Behind him, he heard a crash, and a brief spurt of light revealed ahead of him a line of gleaming material that looked like a solid barrier. The light went out; he smelled acrid burning…if they did that to the framework, he’d fall through.
“He’s got to be up here,” a voice said. It sounded faint, though, not like someone in the same space. “I can’t tell which way…”
Toby flattened himself as much as he could, holding his breath.
“We’ll need a light,” said another voice. “But he can’t get far. The firewall’s only twenty meters inboard.”
Firewall. Of course. Toby’s heart sank. He had moved in the right direction, inboard, but now he was stuck. Firewalls had no openings at all between decks…but there were maintenance access ports on either side, running up and down between decks. The men could start their search at either end and trap him against the tip of that section or the firewall. And if he dropped out into a room or corridor…they might be there. They must be part of a larger plot; there must be other enemies to fear and evade.

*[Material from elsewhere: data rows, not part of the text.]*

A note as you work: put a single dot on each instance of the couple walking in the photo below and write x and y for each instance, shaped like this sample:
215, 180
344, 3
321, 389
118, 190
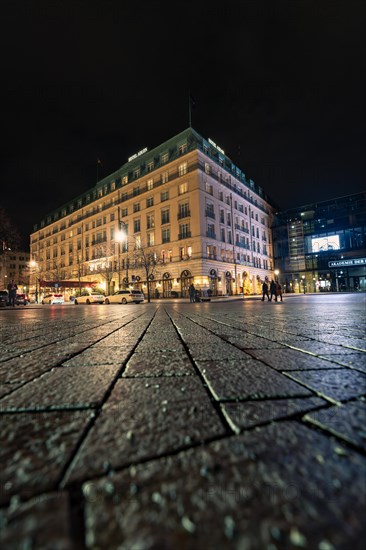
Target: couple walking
274, 289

Even as he thought this, he put more distance between himself and the room where he’d been held. The men were going for lights, or at least IF detectors…he had a little time to get away from them.

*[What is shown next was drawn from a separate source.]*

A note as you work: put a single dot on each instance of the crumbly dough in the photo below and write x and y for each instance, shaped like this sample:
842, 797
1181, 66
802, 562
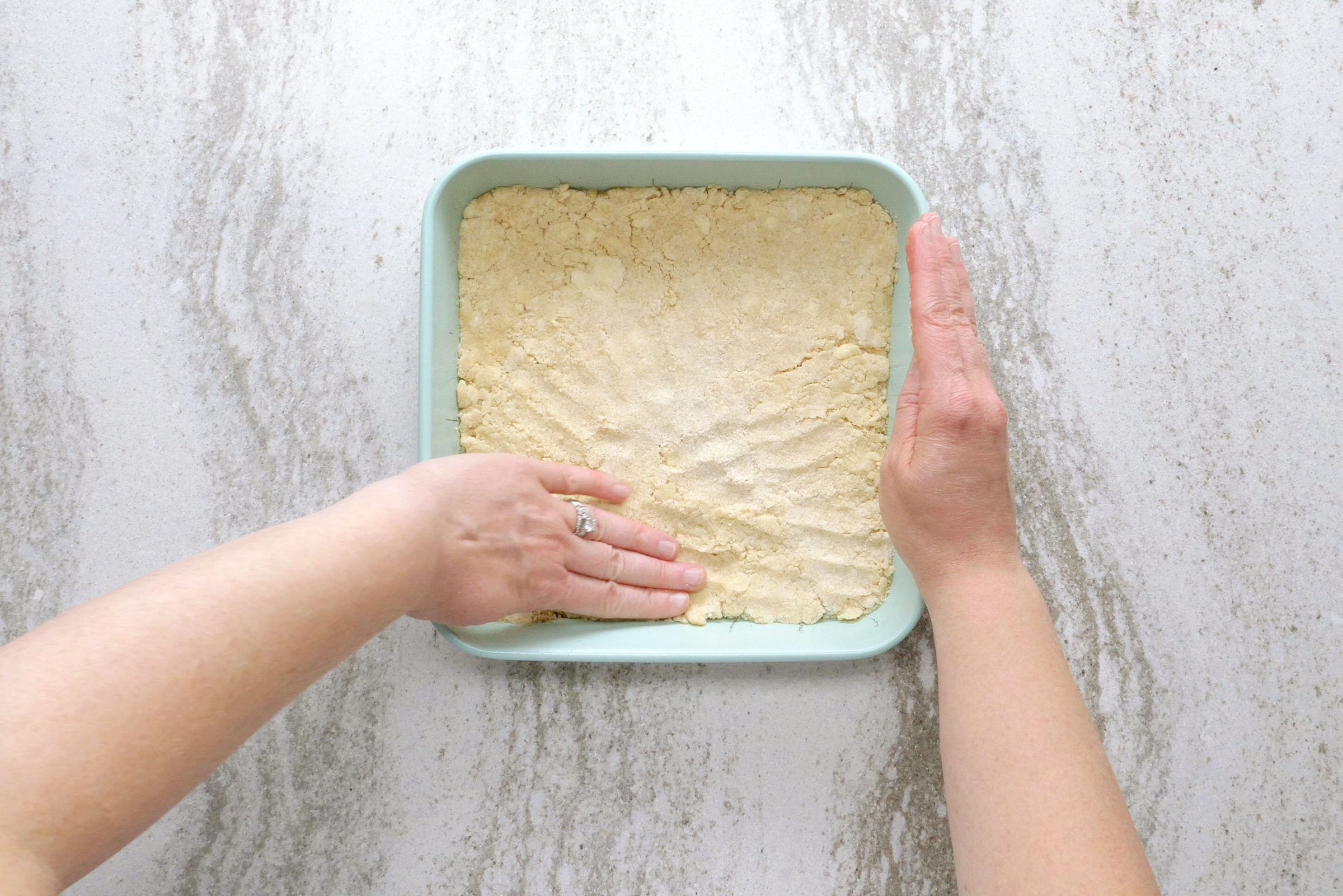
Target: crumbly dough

He angled across the framework now, heading for the far corner of the space his implant told him—when he lifted his head and let the implant scan it—was out at the tip of one of Cascadia Station’s branches. Inboard was definitely the way he wanted to go. If he could move fast enough, get to one of the corridors where the firewall had an opening…they’d be waiting, if they were waiting, where the access passage came down through the decks…so he needed a room nearby.

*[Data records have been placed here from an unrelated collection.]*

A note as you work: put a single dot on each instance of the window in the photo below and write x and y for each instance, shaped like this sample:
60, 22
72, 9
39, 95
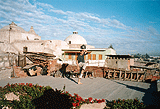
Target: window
70, 56
89, 56
24, 49
94, 57
100, 56
76, 57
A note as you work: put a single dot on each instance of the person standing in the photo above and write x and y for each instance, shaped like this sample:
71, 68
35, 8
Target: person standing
81, 65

He was almost to the far side of the space when his implant picked up the noise and light of pursuit. What would Ky do
? Toby set his implant to scan the space below…unoccupied, and open to another space or corridor. He scrabbled at a ceiling panel, but this one was solidly fixed…he felt wires and connections…a light fixture. The next, though, came loose. He peered down; his implant showed him a ghostly image that could have been an office—a room with furniture anyway. He rolled over the edge, holding the frame for a moment to slow his drop, and landed on the floor. He thought of pushing one of the furniture pieces over and trying to replace the panel to hide where he’d gone down…but he was afraid that might be seen. Instead, he moved quickly to the opening the implant showed him. Outside was a corridor, as he’d hoped, and now he had no doubt which way was inboard.
He ran his hand along the wall as he went, deliberately leaving traces. If things went badly, someone should know he’d been here. Ahead he saw a small bright blue glow…one of the Cascadia Station emergency comunits. They had their own power source…his stomach lurched. He could call for help. If it worked; if it wasn’t blocked in some way.
He picked it up, punched in the codes for everything he could remember: fire, pressure leak, personal injury, crime-in-progress. He heard voices down the passage outboard, pushed TRANSMIT, and put the comunit back in its holder before moving on as quietly and quickly as he could. A faint glow showed ahead of him…he could be seen against it…he moved to the darker side of the corridor as the light grew brighter. The corridor curved sharply, as always near a firewall opening; now the light came in brightly from a section where he hadn’t blown the power. People were standing around waving their hands, talking loudly…nobody coming in. Someone in a Station Security uniform stood in front of the gap, facing the crowd, where two people were already pointing past him at Toby.
Toby straightened up and walked forward, as casually as he could, with what he hoped was a friendly and innocent smile.
“Excuse me,” he said. “I need help—”
Then the uniformed man turned to him, and he recognized a face with no smile at all.